Ich nutze selbst viele Smart-Sachen via Cortana, aber eigene Hardware zu Steuerung kapiere ich nicht. Ich nutze einfach die Vorhandene (Smartphone, PC, Tablet, altes Tablet in der Küche).
 
Ich habe mir das Video genau angeschaut und bei dem Wecker poste ich mein scenario:
Es ist 22:00 Uhr.
Meine Frau ist berufstätig (Schichtarbeit) und schläft.
Mein Echo Spot steht im Schlafzimmer.
Nun komme ich ins Schlafzimmer (ein Wecker steht doch immer im Schlafzimmer?) und sage:
Alexa, stelle den Wecker ein um 6 Uhr 40.
Meine Frau wird wach wegen den Lärm von mir und Alexa und meine Frau ist verärgert.
Also hat so ein Sprach gesteuerter Wecker nichts zu suchen im Schlafzimmer.
Als Wecker ist Alexa Spot für eine Berufstätige Familie ungeeignet.
 
@leander: Was mich an Smarthome nicht begeister ist einmal die Sicherheit vieler IoT-Geräte und halt das man, wenn man es richtig machen will, das ganze Haus mit einem Bussystem verkabeln sollte. Alles andere wäre eine recht halbherzige Umsetzung.

Aber Alexa auf einen Wecker zu reduzieren... kann man machen, wäre aber dann doch ein kleines Understatement.
 
@Tomarr: Was mich an Smarthome nicht begeister ist einmal die Sicherheit vieler IoT-Geräte

Im Schlafzimmer habe ich keine IoT-Geräte stehen. Bei mir im Schlafzimmer steht ein normaler Radio-Wecker.

Aber Alexa auf einen Wecker zu reduzieren... kann man machen, wäre aber dann doch ein kleines Understatement.
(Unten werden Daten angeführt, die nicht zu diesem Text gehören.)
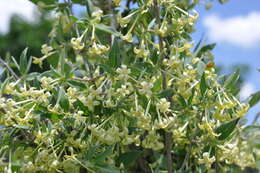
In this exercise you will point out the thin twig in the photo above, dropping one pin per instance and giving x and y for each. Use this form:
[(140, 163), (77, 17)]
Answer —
[(168, 136), (256, 118), (9, 68)]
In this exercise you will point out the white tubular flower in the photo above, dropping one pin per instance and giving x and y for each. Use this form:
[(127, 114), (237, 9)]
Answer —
[(128, 37), (46, 49), (98, 49), (163, 105), (123, 21), (91, 103), (117, 3), (97, 14), (46, 83), (76, 44), (207, 160), (142, 51), (146, 88), (123, 72)]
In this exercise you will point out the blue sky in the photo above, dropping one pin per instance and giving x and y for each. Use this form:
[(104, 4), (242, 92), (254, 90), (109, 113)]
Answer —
[(234, 26)]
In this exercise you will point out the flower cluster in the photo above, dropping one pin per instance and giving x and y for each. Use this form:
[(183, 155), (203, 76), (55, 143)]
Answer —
[(126, 95)]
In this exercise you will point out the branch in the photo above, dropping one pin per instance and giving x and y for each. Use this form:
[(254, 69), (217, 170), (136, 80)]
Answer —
[(168, 136), (256, 118), (9, 69)]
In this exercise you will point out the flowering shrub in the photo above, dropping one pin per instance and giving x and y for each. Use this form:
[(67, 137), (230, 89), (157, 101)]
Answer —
[(124, 93)]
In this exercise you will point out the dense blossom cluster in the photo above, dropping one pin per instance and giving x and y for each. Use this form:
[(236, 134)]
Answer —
[(143, 83)]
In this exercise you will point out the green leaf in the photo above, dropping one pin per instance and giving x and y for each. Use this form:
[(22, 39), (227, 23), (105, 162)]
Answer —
[(107, 68), (198, 44), (166, 93), (191, 97), (23, 61), (89, 7), (201, 67), (226, 129), (203, 85), (3, 85), (255, 98), (205, 48), (77, 84), (107, 29), (63, 100), (232, 80), (102, 156), (44, 1), (129, 158), (182, 101), (114, 55), (107, 169)]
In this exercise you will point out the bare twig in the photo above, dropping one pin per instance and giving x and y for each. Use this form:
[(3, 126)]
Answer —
[(256, 118), (9, 68)]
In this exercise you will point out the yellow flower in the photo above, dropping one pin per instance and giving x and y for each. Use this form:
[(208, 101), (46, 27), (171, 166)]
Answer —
[(141, 52), (46, 49), (163, 105), (207, 160), (146, 88), (98, 49), (123, 72), (76, 44), (128, 37), (117, 3), (38, 61)]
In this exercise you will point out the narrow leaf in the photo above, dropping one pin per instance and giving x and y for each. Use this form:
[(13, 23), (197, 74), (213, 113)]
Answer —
[(129, 158), (232, 80), (226, 129), (63, 100), (203, 85), (23, 61), (107, 29), (114, 55)]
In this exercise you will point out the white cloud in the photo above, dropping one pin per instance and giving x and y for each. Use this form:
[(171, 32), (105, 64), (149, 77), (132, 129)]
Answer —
[(243, 31), (246, 90), (23, 8)]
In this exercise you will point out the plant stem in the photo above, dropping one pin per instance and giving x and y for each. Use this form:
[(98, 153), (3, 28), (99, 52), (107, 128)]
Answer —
[(168, 136)]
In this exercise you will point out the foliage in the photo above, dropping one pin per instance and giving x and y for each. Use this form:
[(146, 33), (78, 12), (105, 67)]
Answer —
[(124, 93)]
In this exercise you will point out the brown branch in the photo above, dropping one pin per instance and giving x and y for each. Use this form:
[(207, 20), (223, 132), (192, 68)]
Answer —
[(168, 136)]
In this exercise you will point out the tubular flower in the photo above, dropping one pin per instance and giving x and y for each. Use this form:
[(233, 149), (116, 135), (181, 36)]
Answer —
[(123, 72), (163, 105), (142, 51), (145, 88), (128, 37), (98, 49), (207, 160), (77, 44)]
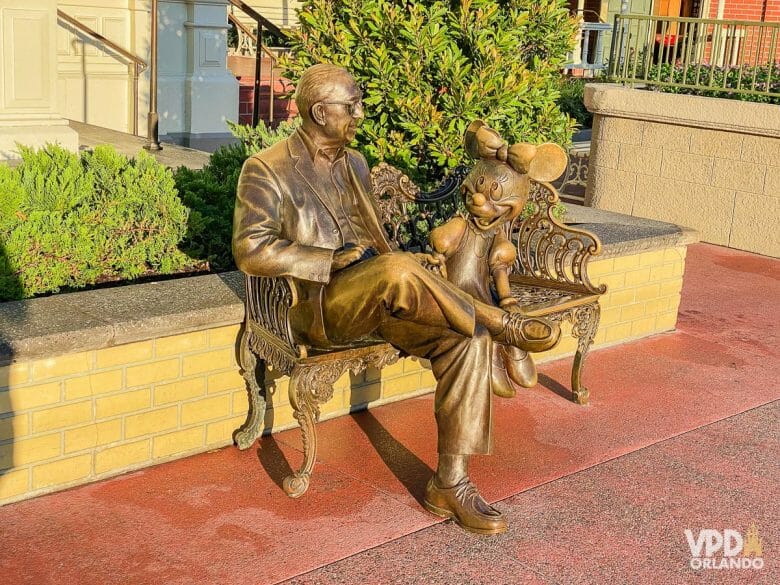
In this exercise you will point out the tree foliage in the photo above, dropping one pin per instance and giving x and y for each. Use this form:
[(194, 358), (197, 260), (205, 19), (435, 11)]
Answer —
[(429, 68)]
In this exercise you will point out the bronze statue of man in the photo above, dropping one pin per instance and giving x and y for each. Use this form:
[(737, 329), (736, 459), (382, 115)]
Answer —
[(303, 211)]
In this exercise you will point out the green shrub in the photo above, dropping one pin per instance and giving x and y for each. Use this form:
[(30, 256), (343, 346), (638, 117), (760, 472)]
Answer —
[(70, 221), (210, 192), (429, 68), (767, 79), (572, 101)]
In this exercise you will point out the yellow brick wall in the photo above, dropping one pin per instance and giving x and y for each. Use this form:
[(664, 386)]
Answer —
[(80, 417)]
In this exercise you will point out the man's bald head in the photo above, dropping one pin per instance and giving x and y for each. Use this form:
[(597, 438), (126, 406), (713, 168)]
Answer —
[(317, 84)]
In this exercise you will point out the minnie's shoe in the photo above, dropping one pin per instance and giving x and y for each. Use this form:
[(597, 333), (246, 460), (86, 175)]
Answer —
[(529, 333)]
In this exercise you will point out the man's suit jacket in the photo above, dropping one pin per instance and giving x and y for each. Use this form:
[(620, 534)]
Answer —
[(283, 226)]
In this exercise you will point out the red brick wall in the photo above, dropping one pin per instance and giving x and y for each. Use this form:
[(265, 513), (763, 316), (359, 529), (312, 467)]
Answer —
[(753, 48), (243, 68)]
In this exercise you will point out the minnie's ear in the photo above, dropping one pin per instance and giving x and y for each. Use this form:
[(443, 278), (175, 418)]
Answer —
[(481, 140), (548, 164)]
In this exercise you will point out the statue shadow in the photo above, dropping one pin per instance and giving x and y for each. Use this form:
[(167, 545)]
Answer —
[(410, 470), (555, 386)]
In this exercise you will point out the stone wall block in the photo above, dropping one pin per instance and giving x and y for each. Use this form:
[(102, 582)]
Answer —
[(755, 224), (704, 208), (716, 143), (604, 154), (740, 176), (667, 136), (693, 168), (614, 189), (621, 130), (772, 182), (762, 150), (640, 159)]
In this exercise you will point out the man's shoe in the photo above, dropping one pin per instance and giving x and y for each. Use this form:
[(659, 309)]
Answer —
[(529, 333), (463, 504)]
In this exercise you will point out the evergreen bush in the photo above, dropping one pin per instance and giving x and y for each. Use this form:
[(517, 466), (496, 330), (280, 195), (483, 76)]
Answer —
[(766, 79), (210, 192), (68, 221), (430, 68)]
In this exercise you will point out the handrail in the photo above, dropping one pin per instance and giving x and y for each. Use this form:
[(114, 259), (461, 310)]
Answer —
[(248, 10), (261, 21), (702, 54), (251, 35), (139, 64)]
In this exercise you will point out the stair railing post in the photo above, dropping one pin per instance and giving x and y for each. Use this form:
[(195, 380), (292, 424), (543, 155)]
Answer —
[(153, 121)]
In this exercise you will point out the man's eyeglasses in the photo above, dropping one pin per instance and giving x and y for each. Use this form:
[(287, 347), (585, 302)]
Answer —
[(354, 108)]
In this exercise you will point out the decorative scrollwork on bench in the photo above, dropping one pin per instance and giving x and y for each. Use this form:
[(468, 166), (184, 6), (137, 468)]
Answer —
[(550, 251)]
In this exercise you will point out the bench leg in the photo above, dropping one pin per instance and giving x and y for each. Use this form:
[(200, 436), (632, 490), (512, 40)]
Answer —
[(585, 323), (312, 385), (247, 434)]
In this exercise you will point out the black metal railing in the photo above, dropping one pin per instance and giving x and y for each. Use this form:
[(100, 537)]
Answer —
[(137, 65), (262, 23)]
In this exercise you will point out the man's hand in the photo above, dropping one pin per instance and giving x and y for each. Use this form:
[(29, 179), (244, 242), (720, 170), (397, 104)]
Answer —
[(433, 262), (346, 256)]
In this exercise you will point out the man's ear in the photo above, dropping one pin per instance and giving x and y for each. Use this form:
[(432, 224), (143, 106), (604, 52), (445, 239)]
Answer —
[(318, 114), (548, 164)]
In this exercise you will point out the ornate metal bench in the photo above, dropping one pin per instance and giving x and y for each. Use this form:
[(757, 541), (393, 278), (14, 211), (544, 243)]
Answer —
[(549, 278)]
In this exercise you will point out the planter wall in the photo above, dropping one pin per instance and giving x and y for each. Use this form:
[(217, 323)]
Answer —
[(706, 163)]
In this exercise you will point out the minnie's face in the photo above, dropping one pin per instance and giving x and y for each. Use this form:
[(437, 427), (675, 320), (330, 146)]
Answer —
[(494, 193)]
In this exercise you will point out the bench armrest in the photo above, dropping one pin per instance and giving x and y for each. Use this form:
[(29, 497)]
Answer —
[(548, 251)]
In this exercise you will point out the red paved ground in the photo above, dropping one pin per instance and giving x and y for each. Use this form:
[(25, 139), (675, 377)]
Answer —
[(681, 433)]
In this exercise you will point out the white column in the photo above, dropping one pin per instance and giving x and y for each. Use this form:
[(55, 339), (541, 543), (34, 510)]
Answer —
[(28, 78), (197, 92)]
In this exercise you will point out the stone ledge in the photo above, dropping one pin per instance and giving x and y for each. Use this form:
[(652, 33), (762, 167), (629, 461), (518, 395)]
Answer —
[(622, 235), (609, 99), (83, 321)]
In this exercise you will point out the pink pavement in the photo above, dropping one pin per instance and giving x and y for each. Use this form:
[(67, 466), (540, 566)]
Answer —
[(681, 433)]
Ich habe mit meinem ersten Post "Echo Spot" nur als Wecker im Schlafzimmer für ungeeignet bewertet. Im Schlafzimmer kann ich nicht mit Alexa sprechen weil alle schlafen aber stell dir vor ich spreche mit Alexa nachts: Alexa, wie spät ist es.
Wenn meine Frau wach wird, dann dreht sie meinen Hals um :-)
 
@leander: Ja schon, aber das ist EINE Möglichkeit der Anwendung. Deswegen fand ich es halt etwas klobig ausgerechnet das als Beispiel zu nennen. Wobei die meisten Paare auch eher gleichzeitig schlafen.